Beyond Born-Mayer: Improved models for short-range repulsion in ab initio force fields

TL;DR

This paper introduces a new short-range repulsion model for ab initio force fields based on a Slater-like density approach, improving accuracy and transferability over traditional Lennard-Jones and Born-Mayer models.

Contribution

It develops a novel functional form derived from atomic density overlaps and ISA partitioning, enhancing the description of short-range interactions in force fields.

Findings

The Slater-ISA model outperforms traditional models in accuracy.

The new approach maintains computational efficiency.

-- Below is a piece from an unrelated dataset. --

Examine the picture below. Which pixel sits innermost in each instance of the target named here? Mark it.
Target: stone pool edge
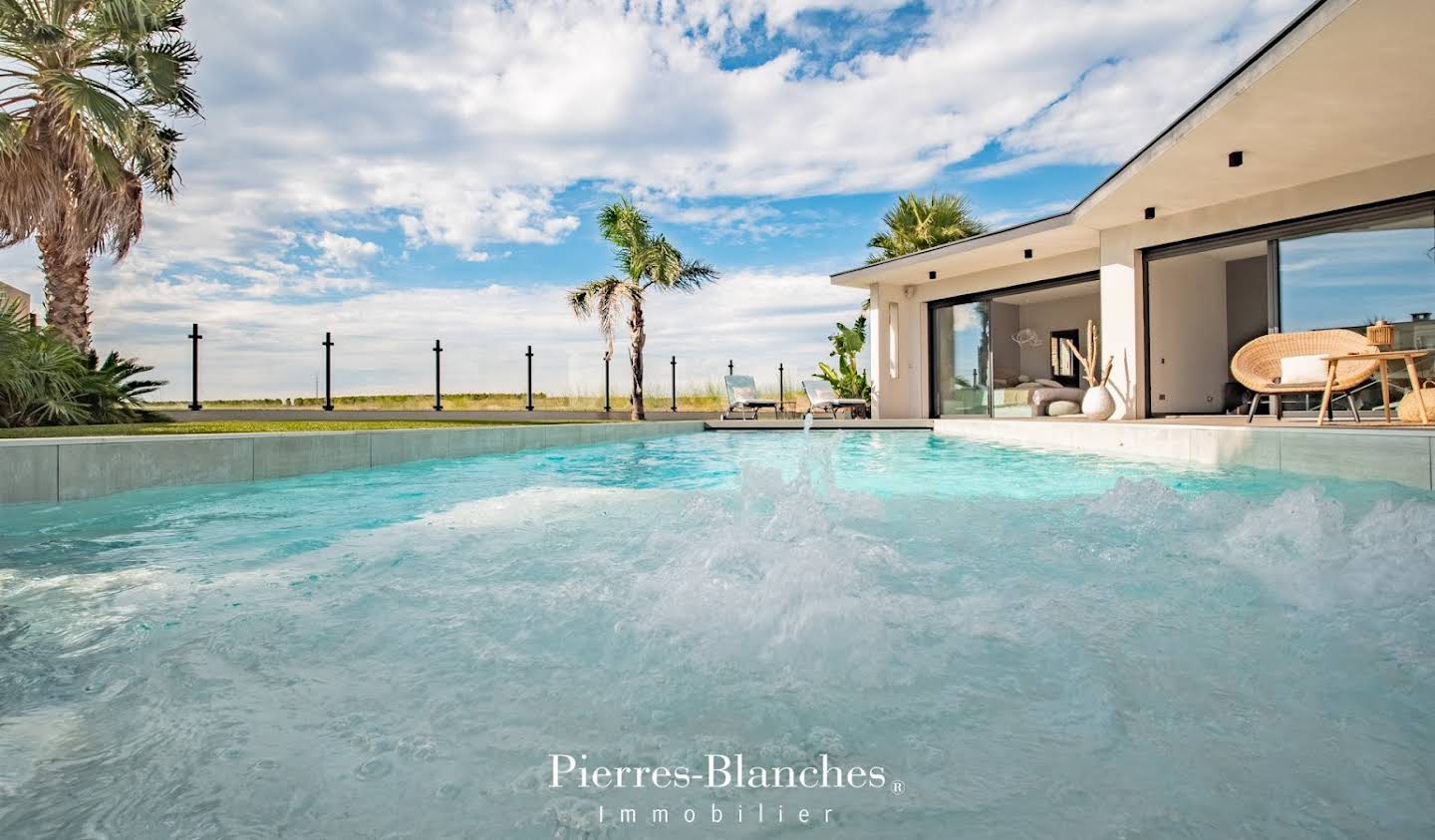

It can be adapted to replicate the Born-Mayer form.

Abstract

Short-range repulsion within inter-molecular force fields is conventionally described by either Lennard-Jones (${A}/{r^{12}}$) or Born-Mayer ($A\exp(-Br)$) forms. Despite their widespread use, these simple functional forms are often unable to describe the interaction energy accurately over a broad range of inter-molecular distances, thus creating challenges in the development of ab initio force fields and potentially leading to decreased accuracy and transferability. Herein, we derive a novel short-range functional form based on a simple Slater-like model of overlapping atomic densities and an iterated stockholder atom (ISA) partitioning of the molecular electron density. We demonstrate that this Slater-ISA methodology yields a more accurate, transferable, and robust description of the short-range interactions at minimal additional computational cost compared to standard Lennard-Jones or Born-Mayer approaches. Finally, we show how this methodology can be adapted to yield the standard Born-Mayer functional form while still retaining many of the advantages of the Slater-ISA approach.